Aurora敏锐地从这句话里听出了什么,可是很快他们就走进了用餐的宴会厅,她没来得及问什么。
阮森的父亲也回来了,他跟自己的两个儿子有点像,又不太像,乍看是位非常温和的绅士,刚从工作场合回来,还穿着深色的细纹西装,一双含情脉脉的眼睛,眼角略有几条鱼尾纹,即使年近五十也依旧有魅力。
他亲切地对Aurora问好,又看向阮森,想跟儿子拥抱。
可阮森只是拉着Aurora径直掠过,客气又生疏地对父亲点了点头,就算打招呼。
在这个家里,他这个小儿子跟父亲一向关系不好,大家都当没看见。
秦少玉跟谁都话少,但是父亲走过来关心地问她的学业,又询问她最近参与的环保活动,她神色复杂了一瞬,最终却还是认真回答了。
。
一直到这场低调简单,只有家族内部人员的宴会结束,Aurora才算逮到机会跟阮森单独谈话。
她坐在阮森卧室阳台的沙发上,银色的裙子在夜空下如流水一般闪闪发亮,长卷发风情万种,淡棕色的眼睛,叼着一支烟。
她给人的印象一惯是热情外向,大方又爽朗,可是只剩下她跟阮森,她的神色却比平时要内敛得多,美貌不再闪闪发光,眼神里的精明冷静反而透了出来。
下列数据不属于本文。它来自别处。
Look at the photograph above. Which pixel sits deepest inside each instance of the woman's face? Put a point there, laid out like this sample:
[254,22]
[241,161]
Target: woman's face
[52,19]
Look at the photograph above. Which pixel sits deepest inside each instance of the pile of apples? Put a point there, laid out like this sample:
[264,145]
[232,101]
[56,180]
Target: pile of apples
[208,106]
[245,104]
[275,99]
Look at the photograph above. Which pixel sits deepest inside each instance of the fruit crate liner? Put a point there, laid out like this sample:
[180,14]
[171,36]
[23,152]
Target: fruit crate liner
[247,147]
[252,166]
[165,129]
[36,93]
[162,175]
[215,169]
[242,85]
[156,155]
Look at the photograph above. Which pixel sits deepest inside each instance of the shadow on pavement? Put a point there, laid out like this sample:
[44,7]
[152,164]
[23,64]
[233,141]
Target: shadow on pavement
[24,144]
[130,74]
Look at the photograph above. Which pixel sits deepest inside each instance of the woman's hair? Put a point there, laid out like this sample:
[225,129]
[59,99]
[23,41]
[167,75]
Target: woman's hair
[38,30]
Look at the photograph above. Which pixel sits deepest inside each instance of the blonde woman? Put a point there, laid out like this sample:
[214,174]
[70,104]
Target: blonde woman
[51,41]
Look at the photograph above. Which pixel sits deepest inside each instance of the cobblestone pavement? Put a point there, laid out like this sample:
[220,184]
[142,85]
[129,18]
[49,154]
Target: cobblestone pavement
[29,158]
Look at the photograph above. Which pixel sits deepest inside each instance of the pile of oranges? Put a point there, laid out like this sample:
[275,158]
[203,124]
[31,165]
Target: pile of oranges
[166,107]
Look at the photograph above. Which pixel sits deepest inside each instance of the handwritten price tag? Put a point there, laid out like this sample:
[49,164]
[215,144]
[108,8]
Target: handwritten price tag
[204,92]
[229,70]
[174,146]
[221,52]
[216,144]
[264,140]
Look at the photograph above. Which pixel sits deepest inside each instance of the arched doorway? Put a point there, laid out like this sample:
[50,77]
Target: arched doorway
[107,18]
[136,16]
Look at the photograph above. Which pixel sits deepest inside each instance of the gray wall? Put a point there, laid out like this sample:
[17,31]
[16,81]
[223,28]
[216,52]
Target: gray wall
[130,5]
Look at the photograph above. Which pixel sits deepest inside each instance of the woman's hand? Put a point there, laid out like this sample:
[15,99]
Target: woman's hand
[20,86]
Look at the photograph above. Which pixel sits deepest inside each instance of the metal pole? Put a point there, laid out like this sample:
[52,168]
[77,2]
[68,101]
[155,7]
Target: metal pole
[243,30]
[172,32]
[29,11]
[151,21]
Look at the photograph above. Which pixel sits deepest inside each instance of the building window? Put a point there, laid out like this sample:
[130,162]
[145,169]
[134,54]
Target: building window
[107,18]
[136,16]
她问阮森,“你今天跟我说的是什么意思,之前你说想跟我谈一谈,谈什么?”
在回家之前,阮森其实就给她发过消息,约她碰面,有事情商量。
作为从小长大的青梅竹马,她敏锐地察觉到阮森态度的不同寻常。
。
阮森摸了摸自己手上的翡翠珠串,戴的久了,已经被他的皮肤捂得温热。
他觉得许詹也是这样。
许詹初看是疏离的,冷静的,只有接触了才知道内里多么绵软。
他想起昨天夜里,许詹就睡在他的臂弯里,被做得狠了,脖子上都有指印,却还乖顺地蜷在他怀里。
阮森眼睫眨了眨,抬起头看着Aurora,开门见山道,“我在中国遇上了一个人,我想我有点喜欢他。”
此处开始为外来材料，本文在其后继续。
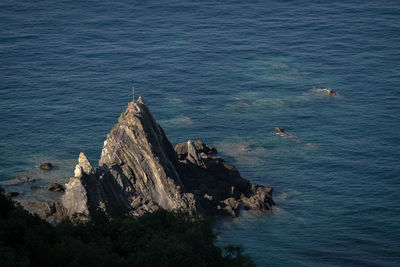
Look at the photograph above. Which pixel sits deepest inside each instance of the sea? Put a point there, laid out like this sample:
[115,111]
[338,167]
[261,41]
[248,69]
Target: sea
[226,72]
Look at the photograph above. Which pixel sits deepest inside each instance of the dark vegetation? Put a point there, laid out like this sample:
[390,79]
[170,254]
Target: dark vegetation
[161,238]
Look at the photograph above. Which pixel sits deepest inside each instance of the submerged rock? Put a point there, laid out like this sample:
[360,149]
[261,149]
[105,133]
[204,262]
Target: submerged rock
[11,194]
[46,166]
[327,91]
[139,171]
[55,187]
Aurora眉梢都没动,却注意到阮森的用词,显然,对方是个男性。
她仍旧是没什么表情,用眼神示意对方继续。
阮森说,“我跟他一开始不是认真的,你知道的,我不喜欢恋爱关系,只喜欢短暂的陪伴,亲吻,拥抱,天亮就该分手。我以为我跟他也是。可他是个……”
阮森一时不知道拿什么词来形容许詹,用什么似乎都显得轻率,潦草。
因为许詹这样好。
他的眼神甚至透露出一点甜蜜,他最后说,“他是个让我觉得安心的人。”
这是他能想到的,许詹给他的最大的感觉。
比他回到家里更觉得安稳,靠在许詹身上,头枕在许詹的膝盖上,听着许詹低哑温柔的声音,他会希望时间就这样流淌下去,再也不要停止。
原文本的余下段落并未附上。